For the past year-and-a-half, Zoe Wolfe and Tyler Gibson had been planning their perfect wedding. Now living in Madison, Wis., the couple’s families were going to travel from out-of-town to attend the ceremony that was set to be held at an 1800s mansion turned bed and breakfast.
But in the days leading up to Saturday, March 21, the couple’s wedding date, Wisconsin and the surrounding states began shutting down as the COVID-19 pandemic became more widespread, forcing the couple to reevaluate their plans.
“We got engaged December 2018, so we had been planning for a really long time,” said Wolfe, a 2011 Eastern High School graduate. “We wanted to have a long engagement so that we had lots of time to plan and didn’t feel rushed.”
Wolfe, a preschool teacher, realized the severity of the situation on Friday the 13th. Madison public schools decided to close, starting the 18th, but that was moved up to March 16 when someone in the community tested positive for COVID-19. Wolfe’s preschool followed suit, and she began talking with Gibson about what they could do to still have their wedding mostly as planned but take extra precautions for their guests.
So that Friday, the couple sent an email to all their guests, saying they were going to change some details of their wedding to make sure they were following public health recommendations. They told their guests that if they were uncomfortable flying to go ahead and stay home.
They received emails back from a few people who were in the high-risk category who said they wouldn’t be able to come out of an abundance of caution, but they also received emails from people who were high risk who were determined to still make it to the wedding.
Wolfe and Gibson decided they couldn’t put their loved ones’ health at risk.
“We were uncomfortable with them putting their health at risk in order to come, and we just thought, you know, the whole wedding would be kind of layered on top of a feeling of stress. So we just wanted to make that decision for everyone to put their health first,” Zoe said.
They sent another email, telling everyone they were postponing the wedding. Zoe said their venue and caterer were accommodating, and they’ll be able to hold their wedding at a later date without many changing fees.
In the meantime, they brainstormed how they could still have a low-key wedding at their apartment on their planned wedding date. They went through several iterations of how that could be done so they could still have their families involved. They finally settled on having Wolfe’s parents drive in from Kokomo and her siblings and officiant drive in from Chicago.
However, on March 20, Illinois issued a “shelter in place” order, starting on March 21, and Wolfe’s siblings and officiant no longer could make it.
“All of a sudden we went from having a wedding with my parents and sibling and brother-in-law and our officiant to having no officiant and no siblings,” Wolfe said.
Their plans changed once again. They decided to go with a virtual wedding. They quickly informed all of their original guests, and many more – like all of the parents of Wolfe’s students – to attend their wedding on March 21 via Zoom, a video conferencing program. Their officiant agreed to perform the ceremony over Zoom as well.
On March 21, their regularly-scheduled wedding date, the couple stood in their dining room, Zoe in her wedding dress and Tyler in his tuxedo, and had their wedding.
Forty-seven computers tuned into the wedding. Many dressed up. Wolfe’s parents were the only ones physically in attendance. And it was beautiful, Wolfe said.
There were many silver linings.
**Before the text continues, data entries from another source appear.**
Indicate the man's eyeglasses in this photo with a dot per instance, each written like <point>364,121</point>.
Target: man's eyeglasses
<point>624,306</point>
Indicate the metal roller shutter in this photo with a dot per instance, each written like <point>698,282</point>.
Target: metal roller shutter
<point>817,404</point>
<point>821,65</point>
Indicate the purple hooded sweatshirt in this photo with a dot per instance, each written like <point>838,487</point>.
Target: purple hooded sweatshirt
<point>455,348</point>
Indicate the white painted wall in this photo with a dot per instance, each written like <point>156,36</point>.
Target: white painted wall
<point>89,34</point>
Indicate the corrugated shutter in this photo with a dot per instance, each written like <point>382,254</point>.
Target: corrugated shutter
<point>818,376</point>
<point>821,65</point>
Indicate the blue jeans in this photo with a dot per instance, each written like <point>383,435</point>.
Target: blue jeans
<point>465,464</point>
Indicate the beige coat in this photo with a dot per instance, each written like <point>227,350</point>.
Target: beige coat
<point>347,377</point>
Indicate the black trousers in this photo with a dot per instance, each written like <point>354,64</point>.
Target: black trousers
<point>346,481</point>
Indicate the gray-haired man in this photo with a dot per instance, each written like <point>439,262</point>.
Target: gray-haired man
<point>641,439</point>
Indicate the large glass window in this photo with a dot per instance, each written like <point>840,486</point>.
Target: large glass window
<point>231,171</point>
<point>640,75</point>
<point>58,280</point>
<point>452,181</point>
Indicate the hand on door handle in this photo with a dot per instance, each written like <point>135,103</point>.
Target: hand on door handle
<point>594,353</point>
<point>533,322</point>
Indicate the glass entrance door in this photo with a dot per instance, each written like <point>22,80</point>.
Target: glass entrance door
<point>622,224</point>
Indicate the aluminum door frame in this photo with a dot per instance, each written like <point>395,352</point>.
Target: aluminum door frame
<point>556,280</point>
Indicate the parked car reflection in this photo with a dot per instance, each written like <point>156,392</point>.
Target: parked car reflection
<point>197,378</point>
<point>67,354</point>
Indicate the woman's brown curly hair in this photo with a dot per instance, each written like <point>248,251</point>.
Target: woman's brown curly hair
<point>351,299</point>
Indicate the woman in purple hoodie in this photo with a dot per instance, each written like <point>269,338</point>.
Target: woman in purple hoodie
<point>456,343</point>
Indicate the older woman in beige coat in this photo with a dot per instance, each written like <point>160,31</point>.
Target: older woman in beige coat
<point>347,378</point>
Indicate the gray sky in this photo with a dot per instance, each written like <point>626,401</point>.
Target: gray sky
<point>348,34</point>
For one, the couple’s dog, Maebe, got to be the ring bearer. They tied the rings around her collar on a handkerchief, and when it was time to do the ring exchange, Gibson summoned her up by offering her a treat, a carrot, he kept in his pocket.
The families in attendance via Zoom had fun, too. Some brought cake and champagne and had their own reception for Wolfe and Gibson at their houses.
“It’s been sweet. One of the reasons we wanted to still do it is because it is so stressful for everyone right now, and we just thought this can be a fun thing for people to kind of rally around,” Wolfe said. “My aunt was like, ‘I hope you don’t mind that I’m showing all my friends because it’s bringing them a little bit of joy,’ which is something that we were really hoping. But I think hopefully it’s a bright spot for people.”
While the wedding wasn’t considered legally official, Wolfe and Gibson said they look forward to having another ceremony more as planned later on, though no planning currently is underway.
When they do get to have the in-person ceremony, Wolfe anticipates it will be extra special.
“I think at that point it will be more than just for our wedding; it will be like, ‘Oh, we can be together again.’ How beautiful,” Wolfe said.